Here’s a fun “What makes you curious?” with Dr. Kieran.
As a geologist I’m usually focused on what’s under the ground, not what’s growing out of it! Since I’ve been spending more time in the garden lately, I’ve started to notice how many different plants are in my garden and all the different shapes of their leaves.
Some are very big and flat, and some are like tiny little needles. Some leaves have smooth edges, and some have got points or odd shapes. And not every leaf has a point on the end; some are round instead. And every leaf seems to be a slightly different shade of green!
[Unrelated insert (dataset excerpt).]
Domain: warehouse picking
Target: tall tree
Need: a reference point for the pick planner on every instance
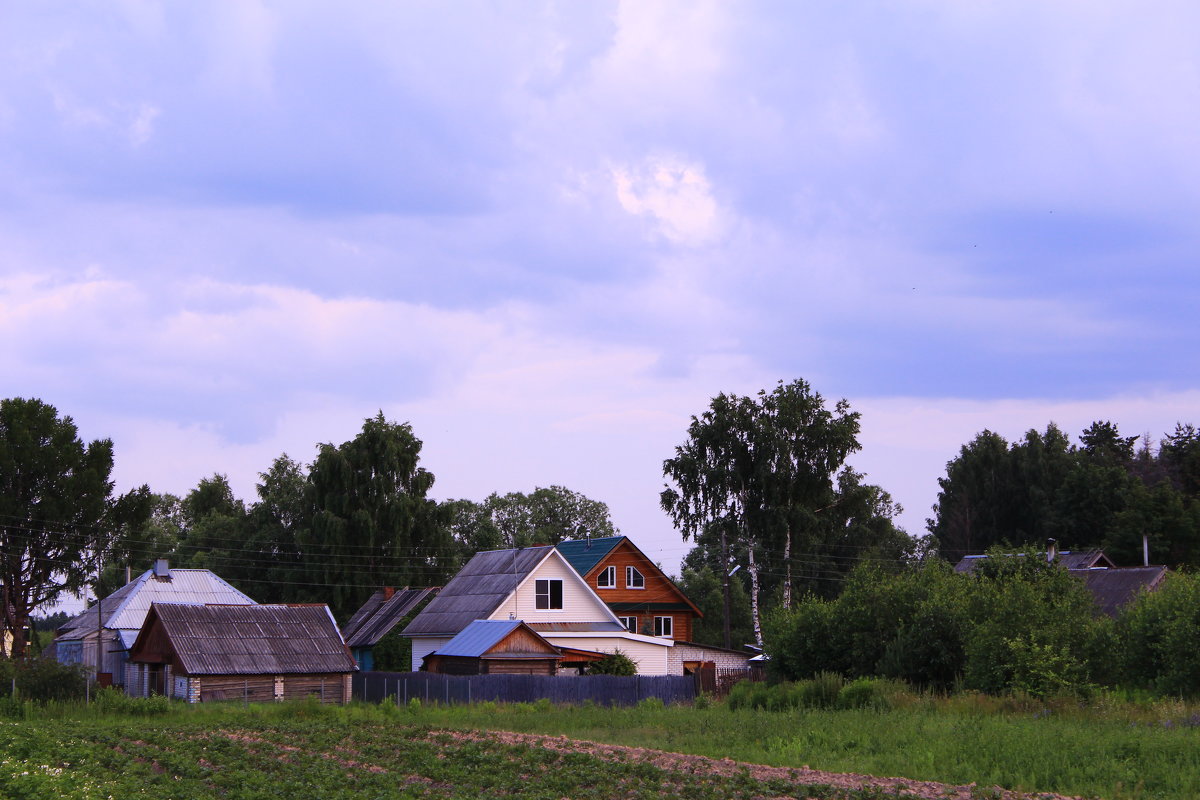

We decided to ask Dr. Boyd Wright, a plant ecologist here at UNE, to answer some of our curious questions about leaves.
Q: Do different shaped leaves have different jobs?
Leaves have different shapes because different combinations of selective pressures
have made them that way. Some plants evolve in systems where herbivory (lots of plant eating animals) is high. As a result, they may develop stinging hairs on their leaves or spiny leaf tips that spike animals. Other plants may evolve in systems where access to light is difficult e.g. rain forests. Such plants often have larger leaves to optimise light interception.
Q: Are some better at absorbing light than others?
A: Yes sure. Bigger leaves are going to be able to absorb more light and therefore do more photosynthesis and create more biomass (yummy food) for the plant quicker. The colour of a leaf can also influence how much light is absorbed. Green leaves absorb efficiently, red or pink coloured leaves on new shoots don’t. New shoots don’t want to absorb much light though, as they are young and fragile and need some level of protection from the sun’s rays.
Q: Why do bugs prefer to eat the leaves for my vegetables instead of the trees?
A: Nothing likes to be eaten, plant or animal. Animals can outrun their predators, plants are stuck in one place. Most plants lineages would have been exposed to herbivory since day 1 of their evolutionary journey. This has meant that almost all plants produce what are known as secondary compounds in their leaves, roots, seeds etc. These compounds deter bugs and other herbivores. Over the years humans have largely bred out (though not entirely) these compounds from vegetable plants because they are bad for us and taste bad. Hence the insects have a field day with them. Trees in the forest have not had their secondary compounds bred out so they are still usually well-protected against insect attack.
Big thanks to Dr. Boyd for feeding our curiosity!